季節性インフルエンザワクチンと新型コロナワクチン
2022年10月1日より、季節性インフルエンザワクチンが始まっています。厚労省では10月1日からは原則、予防接種法に基づく定期接種対象者(65 歳以上の方等)の方々でインフルエンザワクチンの接種を希望される方への接種を進め、10 月26 日(月)以降は、医療従事者、65 歳未満の基礎疾患を有する方、妊婦、乳幼児(生後6 ヶ月以上)~小学校低学年(2年生)の方々で、インフルエンザワクチンの接種を希望される方に対して、接種が可能とされています。
https://www.mhlw.go.jp/content/10900000/000670611.pdf
今年のワクチン株はA型株
A/ビクトリア/1/2020(IVR-217)(H1N1)
A/ダーウィン/9/2021(SAN-010)(H3N2)
B型株
B/プーケット/3073/2013(山形系統)
B/オーストリア/1359417/2021(BVR-26)(ビクトリア系統)
と発表されています。

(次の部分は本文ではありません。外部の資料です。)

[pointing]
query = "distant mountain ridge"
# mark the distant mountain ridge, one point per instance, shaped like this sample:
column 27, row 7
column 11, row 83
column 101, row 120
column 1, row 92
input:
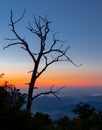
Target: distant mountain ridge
column 59, row 108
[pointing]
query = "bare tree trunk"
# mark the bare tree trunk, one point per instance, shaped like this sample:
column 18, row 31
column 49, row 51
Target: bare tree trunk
column 30, row 92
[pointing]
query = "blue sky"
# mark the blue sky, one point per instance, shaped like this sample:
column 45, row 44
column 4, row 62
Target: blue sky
column 78, row 21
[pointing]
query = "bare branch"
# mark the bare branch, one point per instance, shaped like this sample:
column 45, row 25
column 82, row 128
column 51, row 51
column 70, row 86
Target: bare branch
column 12, row 44
column 1, row 75
column 11, row 39
column 51, row 91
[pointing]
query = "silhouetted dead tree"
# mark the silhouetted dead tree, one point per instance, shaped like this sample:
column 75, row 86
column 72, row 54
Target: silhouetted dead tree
column 54, row 53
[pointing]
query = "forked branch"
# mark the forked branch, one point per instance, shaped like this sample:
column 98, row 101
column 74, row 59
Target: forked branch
column 51, row 91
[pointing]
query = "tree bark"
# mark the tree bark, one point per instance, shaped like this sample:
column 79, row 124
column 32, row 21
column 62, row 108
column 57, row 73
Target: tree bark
column 30, row 92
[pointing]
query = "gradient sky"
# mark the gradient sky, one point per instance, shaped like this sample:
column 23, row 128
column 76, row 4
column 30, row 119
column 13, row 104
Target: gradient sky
column 78, row 21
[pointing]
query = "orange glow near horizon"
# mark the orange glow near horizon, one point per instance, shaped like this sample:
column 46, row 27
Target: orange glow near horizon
column 56, row 79
column 56, row 76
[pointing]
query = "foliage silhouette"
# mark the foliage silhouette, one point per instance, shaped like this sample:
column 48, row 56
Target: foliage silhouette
column 56, row 52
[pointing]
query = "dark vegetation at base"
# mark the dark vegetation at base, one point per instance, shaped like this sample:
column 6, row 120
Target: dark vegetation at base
column 12, row 117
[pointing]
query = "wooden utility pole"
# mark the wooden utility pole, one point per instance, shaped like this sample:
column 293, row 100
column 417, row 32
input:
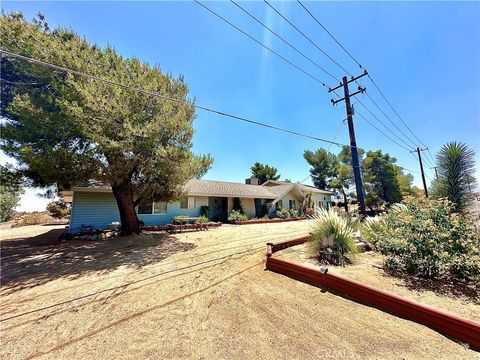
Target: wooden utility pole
column 351, row 132
column 421, row 169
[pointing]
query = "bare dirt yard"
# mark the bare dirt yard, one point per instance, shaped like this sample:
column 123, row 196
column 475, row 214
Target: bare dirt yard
column 199, row 295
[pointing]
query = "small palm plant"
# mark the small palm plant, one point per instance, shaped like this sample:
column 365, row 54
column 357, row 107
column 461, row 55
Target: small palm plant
column 456, row 167
column 332, row 238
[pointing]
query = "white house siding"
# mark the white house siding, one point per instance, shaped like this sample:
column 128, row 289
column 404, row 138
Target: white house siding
column 98, row 210
column 324, row 198
column 247, row 204
column 286, row 202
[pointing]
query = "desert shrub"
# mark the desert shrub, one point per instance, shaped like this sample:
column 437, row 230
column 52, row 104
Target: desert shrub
column 294, row 213
column 283, row 214
column 332, row 238
column 236, row 215
column 204, row 210
column 33, row 218
column 424, row 237
column 201, row 220
column 58, row 209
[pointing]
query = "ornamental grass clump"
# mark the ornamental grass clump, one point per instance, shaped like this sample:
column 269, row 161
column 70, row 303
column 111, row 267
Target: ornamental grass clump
column 426, row 238
column 332, row 238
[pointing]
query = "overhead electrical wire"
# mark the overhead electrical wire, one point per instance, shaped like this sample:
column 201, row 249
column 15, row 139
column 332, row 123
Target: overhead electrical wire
column 283, row 39
column 369, row 75
column 151, row 93
column 385, row 126
column 306, row 37
column 262, row 44
column 380, row 131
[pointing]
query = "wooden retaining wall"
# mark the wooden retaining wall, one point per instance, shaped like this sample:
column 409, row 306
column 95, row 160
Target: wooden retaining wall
column 462, row 329
column 260, row 221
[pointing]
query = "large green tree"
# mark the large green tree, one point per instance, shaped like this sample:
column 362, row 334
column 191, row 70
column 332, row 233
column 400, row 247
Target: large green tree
column 10, row 190
column 264, row 172
column 323, row 166
column 380, row 178
column 65, row 128
column 456, row 168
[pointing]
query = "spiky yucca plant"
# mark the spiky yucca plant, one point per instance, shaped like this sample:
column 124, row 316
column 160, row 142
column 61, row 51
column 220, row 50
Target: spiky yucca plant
column 332, row 233
column 456, row 168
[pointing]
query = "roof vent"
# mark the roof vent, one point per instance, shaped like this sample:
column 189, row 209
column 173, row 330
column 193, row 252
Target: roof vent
column 252, row 181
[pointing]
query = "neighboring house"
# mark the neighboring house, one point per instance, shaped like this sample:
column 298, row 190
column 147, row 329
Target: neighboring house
column 94, row 206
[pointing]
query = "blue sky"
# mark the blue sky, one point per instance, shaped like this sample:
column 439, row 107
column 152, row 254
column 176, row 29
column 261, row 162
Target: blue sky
column 425, row 56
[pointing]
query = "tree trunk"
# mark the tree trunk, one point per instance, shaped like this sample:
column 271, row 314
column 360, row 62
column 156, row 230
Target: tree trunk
column 126, row 206
column 345, row 203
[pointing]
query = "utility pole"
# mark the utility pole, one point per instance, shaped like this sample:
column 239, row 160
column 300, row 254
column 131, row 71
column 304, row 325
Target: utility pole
column 421, row 169
column 351, row 132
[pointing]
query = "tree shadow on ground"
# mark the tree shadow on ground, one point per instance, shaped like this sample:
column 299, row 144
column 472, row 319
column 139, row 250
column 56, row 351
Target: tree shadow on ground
column 32, row 261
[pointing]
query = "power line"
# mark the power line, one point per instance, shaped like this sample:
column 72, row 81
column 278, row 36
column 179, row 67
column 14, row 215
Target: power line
column 380, row 131
column 385, row 126
column 369, row 76
column 334, row 138
column 330, row 34
column 306, row 37
column 181, row 102
column 283, row 39
column 261, row 44
column 388, row 117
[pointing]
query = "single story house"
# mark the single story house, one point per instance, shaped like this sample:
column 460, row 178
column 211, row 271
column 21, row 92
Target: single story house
column 94, row 206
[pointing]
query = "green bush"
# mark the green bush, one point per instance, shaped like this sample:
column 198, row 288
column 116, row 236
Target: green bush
column 331, row 237
column 201, row 220
column 236, row 215
column 58, row 209
column 283, row 214
column 293, row 213
column 424, row 237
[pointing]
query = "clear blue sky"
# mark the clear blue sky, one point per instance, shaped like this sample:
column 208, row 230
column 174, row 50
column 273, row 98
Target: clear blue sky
column 424, row 55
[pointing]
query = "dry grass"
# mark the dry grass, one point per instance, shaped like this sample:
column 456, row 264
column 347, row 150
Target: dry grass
column 221, row 304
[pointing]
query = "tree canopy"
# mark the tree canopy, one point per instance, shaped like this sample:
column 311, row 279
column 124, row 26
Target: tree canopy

インフルエンザワクチンは毎年4株が選択されていますが、この事からわかるようにRNAウイルスであるインフルエンザウイルスには多くの亜型が存在しています。我々はそれら全てに対して免疫を持っているとは限らないため、毎年流行が予想される株のワクチンを接種する事になってます。
今年は4回目の新型コロナウイルスワクチンも進められている途中ですが、インフルエンザワクチンとの同時接種も可能となっています。
現在のインフルエンザウイルス感染はニュースで触れることは今のところ無いようですが、令和 4 年 9 月 26 日から令和 4 年 10 月 2 日までで、定点での報告数は51例となっており、発生がないわけではないと言うことに気をつけた方が良いでしょう。
https://www.mhlw.go.jp/content/000997792.pdf
インフルエンザワクチンは不活化ワクチンですが、新型コロナウイルスワクチンのmRNAワクチンと比較して、発熱・疼痛という副作用は低い印象です。患者さん達もインフルエンザワクチンは新型コロナウイルスワクチンのように躊躇することが少ないと思われます。
新型コロナウイルスに用いられているmRNAはもともと、人の細胞内にはいると激しい免疫反応を起こし、細胞は最終的に死んでしまいます。実はこういうことは、人の体で、ワクチン以外に時々起こるのですが、簡単に言うと、ウイルスの感染です。たとえばインフルエンザウイルスが人に感染した場合、インフルエンザウイルスのRNAは人の細胞内に入り込み、ウイルスRNAが細胞内にばらまかれる事となります。なので感染後に熱が出て、感染した喉の痛みがくるのです。インフルエンザウイルスではないですが、以前福島医大でウイルスの研究をしていたとき、友人とRNAウイルスであるRSウイルスと細胞内の免疫、TLRを介した認識後のインターフェロン活性についての研究をしていたことを思い出しました。
https://pubmed.ncbi.nlm.nih.gov/19595407/
このRNAが細胞内に入ると強い免疫反応が起こってしまうのを解決したのがmRNAワクチンの開発に関わったカタリン・カリコ氏とワイズマン氏です。彼女らはRNAのウリジンに化学修飾を加えて炎症反応を抑制する事に成功し、その結果現在のmRNAワクチンにつながっています。
https://pubmed.ncbi.nlm.nih.gov/16111635/
とはいえ、今のmRNAワクチンで痛みが強かったり発熱する人は、インフルエンザワクチンより多いのは確かだと思います。これが新型コロナウイルスワクチンを躊躇する理由であるならですが、今の緊急時に、早く作成して市場に出せるmRNAワクチンを使用する事はやむをえないとして、今後は組み替え蛋白を利用したワクチンに移行して予防接種を継続する。そこまでこれたらパンデミック克服がぐっと近づいてきそうです。